D’autre part, Lei Jun a révélé que l’usine automobile Xiaomi a commencé à tester des robots humanoïdes, comme point de départ pour promouvoir la fabrication intelligente, et prévoit que dans les années à venir, davantage de robots humanoïdes entreront en production.
En termes d’investissement en R&D, Xiaomi a dépensé au total 105 milliards de RMB au cours des cinq dernières années, en se concentrant sur le développement de puces, de systèmes d’exploitation, d’IA et d’autres technologies clés. Lei Jun a annoncé que Xiaomi prévoit d’investir encore 200 milliards de RMB dans la R&D au cours des cinq prochaines années, un montant presque doublé, témoignant de sa ferme confiance dans la course à l’IA.
Mais la réalité sera-t-elle aussi belle que ce qu’il décrit ? Le ministre des Ressources humaines et de la Sécurité sociale chinoise a récemment annoncé que le nombre de diplômés universitaires prévu pour 2026 atteindra 12,7 millions, en hausse de 480 000 par rapport à l’année dernière, ce qui maintient une pression croissante sur l’emploi. Alors que l’offre de main-d’œuvre augmente rapidement et que l’industrie manufacturière introduit simultanément des équipements automatisés, cette interaction pourrait faire baisser les salaires de départ et déformer la structure de l’emploi.
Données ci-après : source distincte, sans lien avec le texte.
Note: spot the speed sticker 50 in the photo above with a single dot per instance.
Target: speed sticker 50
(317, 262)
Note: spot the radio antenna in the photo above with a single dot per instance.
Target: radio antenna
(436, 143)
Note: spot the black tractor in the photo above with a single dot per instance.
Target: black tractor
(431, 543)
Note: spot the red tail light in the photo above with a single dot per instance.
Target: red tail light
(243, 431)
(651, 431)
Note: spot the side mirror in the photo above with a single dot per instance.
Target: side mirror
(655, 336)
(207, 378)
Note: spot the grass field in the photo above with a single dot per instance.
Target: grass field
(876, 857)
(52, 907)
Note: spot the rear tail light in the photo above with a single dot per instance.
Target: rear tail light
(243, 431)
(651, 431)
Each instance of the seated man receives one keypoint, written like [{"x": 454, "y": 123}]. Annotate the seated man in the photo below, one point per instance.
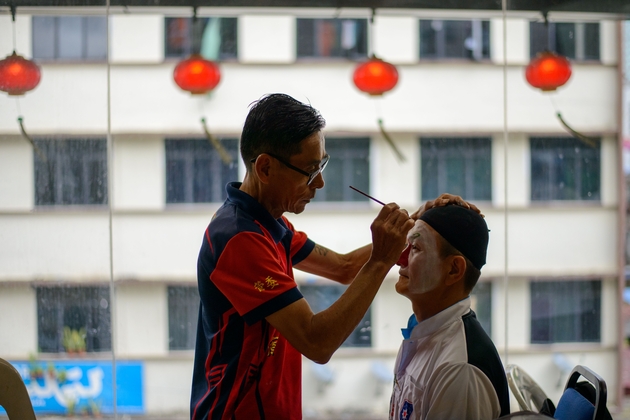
[{"x": 447, "y": 366}]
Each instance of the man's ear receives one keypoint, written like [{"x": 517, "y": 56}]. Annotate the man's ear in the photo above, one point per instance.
[
  {"x": 262, "y": 168},
  {"x": 457, "y": 269}
]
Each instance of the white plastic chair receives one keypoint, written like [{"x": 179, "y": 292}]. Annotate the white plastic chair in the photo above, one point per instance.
[{"x": 527, "y": 392}]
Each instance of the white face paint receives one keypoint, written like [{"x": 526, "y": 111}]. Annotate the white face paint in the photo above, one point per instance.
[{"x": 425, "y": 265}]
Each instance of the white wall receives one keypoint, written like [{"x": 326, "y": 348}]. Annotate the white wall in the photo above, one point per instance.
[
  {"x": 141, "y": 320},
  {"x": 17, "y": 185},
  {"x": 18, "y": 322},
  {"x": 139, "y": 173}
]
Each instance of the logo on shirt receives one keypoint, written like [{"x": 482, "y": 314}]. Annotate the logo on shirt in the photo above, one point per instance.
[
  {"x": 406, "y": 410},
  {"x": 269, "y": 284},
  {"x": 271, "y": 348}
]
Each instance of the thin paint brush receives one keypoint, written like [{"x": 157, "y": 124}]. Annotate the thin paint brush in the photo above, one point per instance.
[{"x": 368, "y": 196}]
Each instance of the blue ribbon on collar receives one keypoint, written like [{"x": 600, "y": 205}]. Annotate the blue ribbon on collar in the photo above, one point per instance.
[{"x": 410, "y": 325}]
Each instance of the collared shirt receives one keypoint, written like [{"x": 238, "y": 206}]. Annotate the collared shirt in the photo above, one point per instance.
[
  {"x": 244, "y": 368},
  {"x": 449, "y": 369}
]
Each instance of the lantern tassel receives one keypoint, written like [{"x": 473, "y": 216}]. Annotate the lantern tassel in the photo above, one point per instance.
[
  {"x": 223, "y": 154},
  {"x": 39, "y": 152},
  {"x": 399, "y": 155},
  {"x": 585, "y": 139}
]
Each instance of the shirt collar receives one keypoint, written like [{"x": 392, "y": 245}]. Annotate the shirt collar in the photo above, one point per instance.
[
  {"x": 276, "y": 227},
  {"x": 439, "y": 320}
]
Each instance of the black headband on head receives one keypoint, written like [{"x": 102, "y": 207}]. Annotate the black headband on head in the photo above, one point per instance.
[{"x": 463, "y": 228}]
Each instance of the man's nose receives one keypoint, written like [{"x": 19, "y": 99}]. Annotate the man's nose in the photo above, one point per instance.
[{"x": 403, "y": 261}]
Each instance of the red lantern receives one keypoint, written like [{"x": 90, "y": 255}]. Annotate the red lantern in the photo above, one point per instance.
[
  {"x": 375, "y": 76},
  {"x": 548, "y": 71},
  {"x": 197, "y": 75},
  {"x": 18, "y": 75}
]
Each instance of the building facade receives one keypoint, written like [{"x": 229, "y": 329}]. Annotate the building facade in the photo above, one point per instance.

Lors de l’interview, Lei Jun a conseillé aux jeunes de « se spécialiser profondément pendant trois à dix ans, pour accumuler une expertise ». Il a ajouté : « Ne regardez pas trop haut, investissez votre temps dans des domaines où vous pouvez approfondir vos compétences techniques. »
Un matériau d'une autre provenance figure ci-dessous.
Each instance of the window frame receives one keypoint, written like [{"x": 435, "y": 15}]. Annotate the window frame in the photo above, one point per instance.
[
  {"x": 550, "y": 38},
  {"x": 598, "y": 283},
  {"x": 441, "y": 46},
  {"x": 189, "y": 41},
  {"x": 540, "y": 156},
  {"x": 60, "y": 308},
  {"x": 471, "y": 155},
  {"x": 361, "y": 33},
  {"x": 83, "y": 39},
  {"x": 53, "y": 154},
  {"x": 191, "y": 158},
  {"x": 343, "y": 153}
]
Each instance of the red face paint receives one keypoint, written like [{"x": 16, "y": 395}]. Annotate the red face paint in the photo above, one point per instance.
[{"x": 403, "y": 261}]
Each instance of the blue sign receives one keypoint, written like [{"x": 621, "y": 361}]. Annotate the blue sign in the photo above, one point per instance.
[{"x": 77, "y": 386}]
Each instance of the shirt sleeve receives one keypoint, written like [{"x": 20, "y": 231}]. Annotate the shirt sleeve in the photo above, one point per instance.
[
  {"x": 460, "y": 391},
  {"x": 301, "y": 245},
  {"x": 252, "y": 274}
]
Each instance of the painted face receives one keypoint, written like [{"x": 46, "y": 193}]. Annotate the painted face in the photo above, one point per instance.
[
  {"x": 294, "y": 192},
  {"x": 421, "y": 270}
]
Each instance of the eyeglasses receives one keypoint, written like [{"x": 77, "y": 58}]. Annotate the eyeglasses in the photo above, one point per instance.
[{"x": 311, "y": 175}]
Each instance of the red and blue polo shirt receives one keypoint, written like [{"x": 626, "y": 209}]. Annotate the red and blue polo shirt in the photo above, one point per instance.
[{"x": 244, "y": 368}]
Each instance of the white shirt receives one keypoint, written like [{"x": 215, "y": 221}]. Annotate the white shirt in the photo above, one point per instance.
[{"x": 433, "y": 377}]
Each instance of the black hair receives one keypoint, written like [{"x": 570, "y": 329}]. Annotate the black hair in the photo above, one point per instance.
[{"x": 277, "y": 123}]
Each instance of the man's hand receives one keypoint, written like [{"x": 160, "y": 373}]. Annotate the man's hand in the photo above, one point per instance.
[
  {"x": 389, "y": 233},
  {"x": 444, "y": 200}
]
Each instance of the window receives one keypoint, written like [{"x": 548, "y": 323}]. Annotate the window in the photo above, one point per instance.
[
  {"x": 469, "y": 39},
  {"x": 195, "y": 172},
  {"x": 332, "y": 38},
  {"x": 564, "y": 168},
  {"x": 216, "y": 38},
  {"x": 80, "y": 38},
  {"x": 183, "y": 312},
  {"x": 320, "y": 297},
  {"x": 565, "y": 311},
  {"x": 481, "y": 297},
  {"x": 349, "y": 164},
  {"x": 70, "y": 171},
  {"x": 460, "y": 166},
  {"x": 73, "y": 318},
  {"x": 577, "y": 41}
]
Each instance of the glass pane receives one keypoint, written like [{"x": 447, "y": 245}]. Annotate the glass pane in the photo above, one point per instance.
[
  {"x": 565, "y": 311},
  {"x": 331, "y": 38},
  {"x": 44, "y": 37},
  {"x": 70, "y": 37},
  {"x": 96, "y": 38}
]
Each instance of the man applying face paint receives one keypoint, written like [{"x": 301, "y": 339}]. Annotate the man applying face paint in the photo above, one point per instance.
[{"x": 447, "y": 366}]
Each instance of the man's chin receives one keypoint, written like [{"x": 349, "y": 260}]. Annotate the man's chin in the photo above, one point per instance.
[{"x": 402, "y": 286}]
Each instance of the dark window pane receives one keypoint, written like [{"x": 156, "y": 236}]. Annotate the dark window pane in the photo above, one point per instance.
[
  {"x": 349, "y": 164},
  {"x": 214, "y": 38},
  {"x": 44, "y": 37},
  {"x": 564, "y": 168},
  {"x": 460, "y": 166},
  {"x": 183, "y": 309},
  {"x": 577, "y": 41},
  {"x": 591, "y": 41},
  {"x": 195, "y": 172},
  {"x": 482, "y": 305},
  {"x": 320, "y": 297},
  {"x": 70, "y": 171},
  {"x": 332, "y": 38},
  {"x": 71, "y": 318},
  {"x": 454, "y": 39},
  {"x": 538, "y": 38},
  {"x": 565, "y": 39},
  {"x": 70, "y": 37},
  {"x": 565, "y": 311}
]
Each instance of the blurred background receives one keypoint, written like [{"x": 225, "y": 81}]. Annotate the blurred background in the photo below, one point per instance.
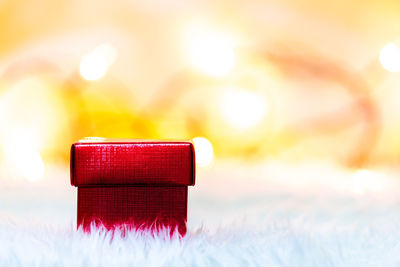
[{"x": 250, "y": 82}]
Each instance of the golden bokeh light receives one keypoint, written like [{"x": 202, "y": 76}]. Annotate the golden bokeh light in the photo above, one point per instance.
[
  {"x": 243, "y": 109},
  {"x": 204, "y": 151},
  {"x": 211, "y": 51},
  {"x": 390, "y": 57},
  {"x": 95, "y": 64}
]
« La prime pour les compétences générales est en train de diminuer, la demande pour des talents capables de concevoir des puces ou d’entretenir des robots continuera de croître. »
Les analystes industriels soulignent que si les entreprises continuent d’utiliser l’automatisation pour faire face aux pressions tarifaires et aux coûts croissants, le pouvoir de négociation du marché du travail peu qualifié en Chine pourrait encore s’affaiblir.